James is hilarious, he’s so awful in it. Yeah, the characters is one of his followers, and he’s kind of pathetic. But I tried to give him a little humanity. It was written that he has a daughter, and wants to see her again. It’s a small part, but I loved that movie. It is such a weird outlier in the western genre. I think Ti West did a great job with it and I think that’s one of Travolta’s best performances.
Were you looking for a chance to do a western?
Oh yeah. That’s a childhood dream, to do a western.
I remember being a kid a watching The Adventures of Pete & Pete and that kind of being my introduction to surreal humor. And you’ve done so much comedy and so many of the characters are truly weird. Was it hard to move into characters like Bos that are more serious and straight-laced?

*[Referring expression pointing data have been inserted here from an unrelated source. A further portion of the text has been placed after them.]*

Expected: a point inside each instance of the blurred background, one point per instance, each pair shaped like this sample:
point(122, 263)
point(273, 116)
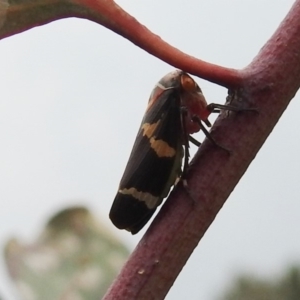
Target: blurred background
point(73, 96)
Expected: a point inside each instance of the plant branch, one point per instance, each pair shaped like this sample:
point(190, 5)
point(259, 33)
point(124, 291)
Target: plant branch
point(269, 83)
point(20, 15)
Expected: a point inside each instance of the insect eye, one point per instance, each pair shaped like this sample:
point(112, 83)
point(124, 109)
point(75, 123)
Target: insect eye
point(188, 84)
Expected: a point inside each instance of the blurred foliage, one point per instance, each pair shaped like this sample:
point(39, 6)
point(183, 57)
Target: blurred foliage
point(247, 287)
point(75, 258)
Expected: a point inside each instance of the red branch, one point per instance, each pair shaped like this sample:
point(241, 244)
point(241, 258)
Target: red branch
point(270, 82)
point(23, 16)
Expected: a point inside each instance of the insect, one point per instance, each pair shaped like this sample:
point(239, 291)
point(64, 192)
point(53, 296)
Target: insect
point(176, 109)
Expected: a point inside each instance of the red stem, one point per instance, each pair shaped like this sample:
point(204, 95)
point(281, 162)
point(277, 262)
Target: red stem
point(25, 15)
point(270, 82)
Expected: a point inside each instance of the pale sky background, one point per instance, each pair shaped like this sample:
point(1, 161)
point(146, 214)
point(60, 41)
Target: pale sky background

I don’t know what came first sometimes, if they created the characters and thought I’d be best to play the, or if they knew me as the guy that played weird characters and just let me go crazy. But even starting out, I really wanted to do more serious roles. Carnivale was really a great opportunity to try my hand at drama, and I really loved doing that show. It was just ahead of its time I think. Had it premiered around the time Halt and Catch Fire had, I think it would have found a loyal audience because they would have had the internet to support it.
One of the guest stars from this seasons, Annabeth Gish, plays a woman who works with Donna and Cameron, and is another highly successful business woman that he has a lot of respectful for. And she also has a little crush on Bos. I think she fits perfectly into the show and is a really nice part of the ensemble. What was it like work with her?
I thought the casting was great. I’d never worked with her before, but she couldn’t have fit any better into the show, and is a huge asset. She’s a great actress, but there’s also just something about the woman she is in her own life that makes that character fit and become something really special. She’s a great addition to the show for Bos to play off of, but she’s also so important to have on the show because of Donna. Donna sees her and know she can be a really successful businesswoman and working mother. They really bonded this season. And Annabeth is just a great person to have on set. She’s a great actress and comes in with no ego and couldn’t be any sweeter as a person.
Was there anything in the third season that you got really excited about when they talked to you about Bos’s arc this season?
His relationship with Diane, Annabeth’s character, and a chance that Bos wouldn’t have a relationship with a kid. It seems strange to say, but it seemed pretty exciting that he would have an adult relationship with a real woman. But we don’t see a lot of those in film or TV. We’re not used to a guy in his 40s or 50s have a relationship with a woman even 10 years within his age, because showbiz is so obsessed with youth, and particularly hard on women. But I think it’s refreshing to see a relationship between a mature man and woman, and I think it adds dimensions to Bosworth that I like.
I know that you do a Sinatra impression in your free time. Are you still doing that show?
I am. I’m hoping to do it at the old Steve Allen Theater around Christmas Time. I think they wrote in that scene of me singing in the first episode because of it. I was pretty excited when I saw that in the first episode. They All Laughed isn’t a cheap song either, so I have to thank them for writing that in for me. They broke the AMC bank for that scene.
Halt and Catch Fire airs on AMC Tuesdays at 9/8c (the first two episodes of season three air back to back tonight).